Early games that rendered systems of particles suffered from clipping artifacts when particles partially intersected geometry in the environment, and this artifact was especially noticeable for large particles (which were often used to stand in for smoke). Soft particles address these artifacts through careful shading and manipulation of the transparency of particles, such that particles become more transparent as they approach surfaces.

===Flocking===

In physically based animation, flocking refers to a technique that models the complex behavior of birds, schools of fish, and swarms of insects using virtual forces. These virtual forces simulate the tendency for flocks to center their velocities, avoid collisions and crowding, and move toward the group. In these simulations, individual members of the flock (sometimes called boids, short for bird-oid) act without collaboration using only information about the position and velocity of their peers to create the illusion of synchronized, group behavior efficiently. Flocking can be used to efficiently approximate the behavior of crowds of humans as well, and methods based on flocking are often used for crowds of NPCs in gaming. Unreal and Half-Life were among the first games to implement flocking, which was used to model the behavior of birds and flying creatures present in outdoor levels.

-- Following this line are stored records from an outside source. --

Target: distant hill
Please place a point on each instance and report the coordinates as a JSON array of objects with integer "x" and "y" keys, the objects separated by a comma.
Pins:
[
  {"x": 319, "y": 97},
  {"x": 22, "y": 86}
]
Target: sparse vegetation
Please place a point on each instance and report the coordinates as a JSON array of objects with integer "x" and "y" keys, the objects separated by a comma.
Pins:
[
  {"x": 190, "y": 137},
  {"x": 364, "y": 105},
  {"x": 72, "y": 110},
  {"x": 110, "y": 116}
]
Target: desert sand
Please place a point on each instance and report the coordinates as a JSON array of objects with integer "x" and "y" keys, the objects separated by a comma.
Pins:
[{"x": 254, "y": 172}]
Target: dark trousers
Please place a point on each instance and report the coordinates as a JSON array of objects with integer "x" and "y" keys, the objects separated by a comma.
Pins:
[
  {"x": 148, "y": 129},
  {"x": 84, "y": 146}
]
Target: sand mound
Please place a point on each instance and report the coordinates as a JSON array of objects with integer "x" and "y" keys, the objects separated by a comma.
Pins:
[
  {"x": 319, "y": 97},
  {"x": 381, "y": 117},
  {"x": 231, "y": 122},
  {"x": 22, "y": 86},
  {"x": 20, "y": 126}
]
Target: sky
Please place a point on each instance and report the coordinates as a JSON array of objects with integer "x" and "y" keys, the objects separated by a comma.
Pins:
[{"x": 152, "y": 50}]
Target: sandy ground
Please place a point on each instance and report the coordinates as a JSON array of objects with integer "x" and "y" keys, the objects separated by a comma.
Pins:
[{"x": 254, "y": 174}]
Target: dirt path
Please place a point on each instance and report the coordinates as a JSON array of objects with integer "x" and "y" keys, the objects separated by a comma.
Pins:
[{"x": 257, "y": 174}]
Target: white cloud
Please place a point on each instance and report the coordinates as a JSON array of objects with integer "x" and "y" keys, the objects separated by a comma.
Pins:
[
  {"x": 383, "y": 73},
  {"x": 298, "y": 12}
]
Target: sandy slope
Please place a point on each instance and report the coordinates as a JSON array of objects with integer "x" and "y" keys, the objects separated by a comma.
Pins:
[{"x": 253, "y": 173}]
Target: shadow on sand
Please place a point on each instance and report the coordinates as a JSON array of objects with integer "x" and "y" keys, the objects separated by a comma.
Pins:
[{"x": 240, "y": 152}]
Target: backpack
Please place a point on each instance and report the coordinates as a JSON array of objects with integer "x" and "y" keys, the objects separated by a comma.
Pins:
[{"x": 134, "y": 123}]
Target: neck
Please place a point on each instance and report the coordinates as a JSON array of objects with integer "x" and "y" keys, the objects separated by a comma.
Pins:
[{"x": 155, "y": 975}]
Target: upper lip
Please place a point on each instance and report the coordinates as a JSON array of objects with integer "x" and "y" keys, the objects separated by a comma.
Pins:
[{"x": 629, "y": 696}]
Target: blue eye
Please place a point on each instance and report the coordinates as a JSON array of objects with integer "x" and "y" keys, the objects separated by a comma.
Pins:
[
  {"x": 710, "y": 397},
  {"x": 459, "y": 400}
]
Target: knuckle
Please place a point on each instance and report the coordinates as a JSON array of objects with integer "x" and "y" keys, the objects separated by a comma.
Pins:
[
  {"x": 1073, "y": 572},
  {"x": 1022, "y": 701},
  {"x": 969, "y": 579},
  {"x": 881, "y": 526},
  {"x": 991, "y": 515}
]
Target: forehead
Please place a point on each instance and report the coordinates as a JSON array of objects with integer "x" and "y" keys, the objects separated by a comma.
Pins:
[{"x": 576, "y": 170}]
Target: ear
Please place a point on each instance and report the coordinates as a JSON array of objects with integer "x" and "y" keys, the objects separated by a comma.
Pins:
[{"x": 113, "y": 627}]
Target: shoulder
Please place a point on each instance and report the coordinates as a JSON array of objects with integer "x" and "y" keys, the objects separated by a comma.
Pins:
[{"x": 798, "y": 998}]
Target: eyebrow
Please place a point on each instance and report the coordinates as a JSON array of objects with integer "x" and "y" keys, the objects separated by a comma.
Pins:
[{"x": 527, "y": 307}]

===Physically Based Character Animation===
Characters in games and simulations are traditionally animated through methods such as keyframing that define animations through compositions of smaller, static motions sequenced to convey more complex behavior. Visually, these static methods cannot easily convey complex interactions with the environment and make lifelike character motion difficult to accomplish. Techniques in physically based character animation achieve dynamic animations that respond to user interaction, external events, and the environment by optimizing motions toward specified goals given physically based constraints such as energy minimization. The adoption of physically based character animation, as opposed to more static methods, has been slow in the gaming industry due to the increased cost and complexity associated with its use. Physically based character animation has been used in the Skate (video game) series of video games, and in the independently developed first-person shooter StarForge.